Claude Adjil: Wie fühlt es sich an, an solche Orte zurückzukehren?

Sharon Eyal: Ich liebe es. Als Kind habe ich immer eine TV-Serie geschaut, in der zwei Mädchen und ein Junge mit einem Stab auf eine Landkarte deuteten. Wo auch immer der Stab auf der Karte landete, dort landeten auch die Kinder – stets in einer neuen Welt. So fühle ich mich manchmal. Ich möchte magische Orte erkunden und sie zum Leben erwecken. Ich habe keinen Zauberstab, aber ich habe meinen Körper und meine Gefühle.

Claude Adjil: Wunderschön. Wie gehst du vor, wenn du Stücke an neue Umgebungen anpasst? Ich weiß, wie wichtig es dir ist ist, dass Stücke in Bewegung bleiben und nichts jemals final ist, dass du jederzeit zurückkehren und es neu ansetzten kannst. Als wir 2019 in London zusammengearbeitet haben war ich besonders bewegt davon, wie lebendig alles ist, wie du die Tänzer:innen anfeuerst, zu sprudeln.

Sharon Eyal: Ja, das mag ich tatsächlich am liebsten: vor Ort sein, den Ort fühlen und dieses Gefühl an die Tänzer:innen weitergeben. Ich arbeite mehr und mehr auf diese Weise. Ich habe ein Mikrofon und spreche mit den Tänzer:innen. Ich glaube, dass dieser intensive, lebendige Bezug zum Augenblick sehr wichtig für meine Stücke ist. Es fühlt sich ein wenig so an, als würde ich den Moment zuerst herausschreien und dann in Form bringen. Ich mag es, Stücke zu verändern. Nicht, weil mir etwas daran nicht gefällt, sondern weil ich neue Ideen habe und daran glaube, dass auch das Stück stets wachsen kann.

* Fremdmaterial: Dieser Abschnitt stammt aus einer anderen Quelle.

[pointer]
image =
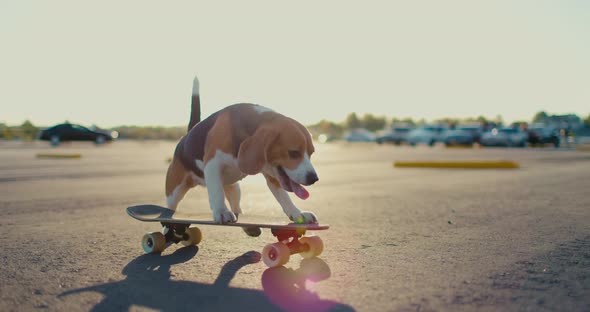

Claude Adjil: Alles im Leben wächst und verändert sich. Ein Garten erblüht, verblüht und regeneriert sich unaufhörlich. Ihn vom Wachsen abzuhalten ist unmöglich.

Sharon Eyal: Genau. Warum also sollten wir die Stücke nicht auch gießen und weiter nähren? Ich liebe es, es ist so erfrischend. Wie neu, jedesmal.

Claude Adjil: Du reist häufig. Oft für sehr kurze Zeiträume. Für das Projekt in Berlin wirst du dich nun zeitweise niederlassen – hier in der Stadt und auch in den Räumlichkeiten des Kraftwerk Berlin. Ich könnte mir vorstellen, dass auf diese Weise eine ganz andere Version eines „Zuhause“ entsteht – ihr zieht ja alle ein, gewissermaßen.

Sharon Eyal: In jedem Fall ist es eine Gelegenheit, tiefer zu gehen und mich zu erden. Das ist großartig. Ich freue mich sehr darauf. Danke!

* Gaga ist eine von dem israelischen Tänzer und Choreografen Ohad Naharin entwickelte Bewegungssprache und Trainingsmethode. Sie wurde entwickelt, um das Bewusstsein für körperliche Empfindungen zu vertiefen und professionelle Tänzer:innen darin zu unterstützen, ihre Anstrengung mit Freude zu verbinden.